Christa Wolf sprach sich 1976 gegen die Ausbürgerung des Liedermachers Wolf Biermann aus der DDR aus. Dem Musiker, der auf Tournee in Westdeutschland war, warf der Staat vor, dass er sich gegen die DDR gerichtet und seine "staatsbürgerlichen Pflichten" verletzt habe. Daraufhin wurde Christa Wolf aus dem deutschen Schriftstellerverband ausgeschlossen. In ihren ersten Werken war Wolf noch von der DDR-Politik überzeugt, und so verwundert es auch nicht, dass sie in ihrem Land zunächst als staatstreu und "wertvoll" für die DDR angesehen wurde.
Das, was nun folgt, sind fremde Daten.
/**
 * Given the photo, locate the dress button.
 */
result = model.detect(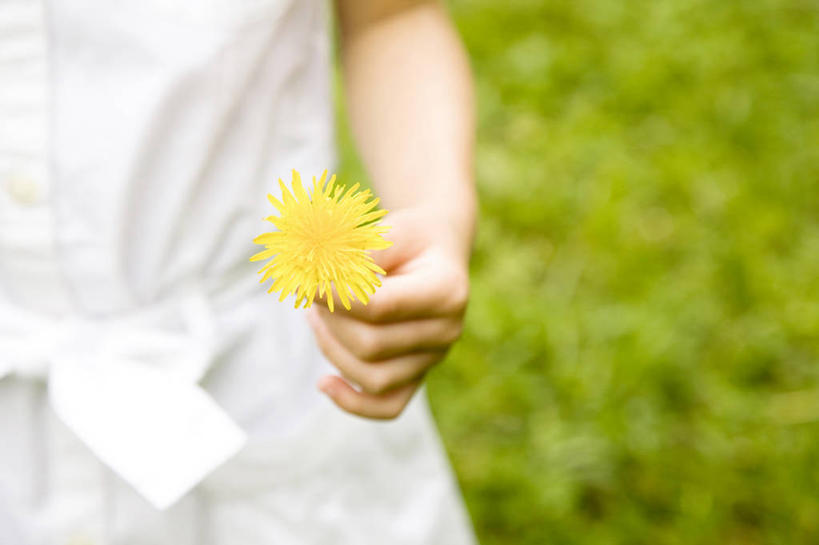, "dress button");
[6,175,40,205]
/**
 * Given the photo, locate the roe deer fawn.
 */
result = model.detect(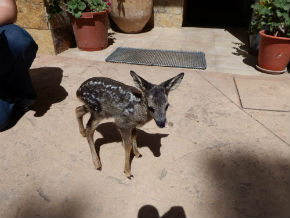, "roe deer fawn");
[76,71,184,178]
Die Menschen in den sozialistischen Ländern wie der DDR waren aber sehr unfrei. Sie durften zum Beispiel nur bestimmte Zeitungen und Bücher lesen oder Radio- und Fernsehsender empfangen. Sie wurden vom Staat überwacht und bespitzelt, um Feinde des Systems ausfindig zu machen und auszuschalten. Von der Staatssicherheit (abgekürzt Stasi) wurden viele Menschen beobachtet, verhaftet und sogar gefoltert. In Christa Wolfs Roman "Der geteilte Himmel", den sie 1963 veröffentlichte und in dem sie die Teilung Deutschlands beschreibt, ändert sich der Ton schon etwas und man kann eine erste Kritik am System der DDR erkennen. In dem Roman wird die Liebe zwischen einer Studentin und einem Chemiker beschrieben, die aber wegen der Teilung Deutschlands scheitert. Für diesen Roman wurde der Autorin der Heinrich-Mann-Preis verliehen, und schon ein Jahr später wurde das Buch verfilmt. Mit diesem Roman schaffte es Wolf auch, jenseits der Grenzen der DDR bekannt zu werden.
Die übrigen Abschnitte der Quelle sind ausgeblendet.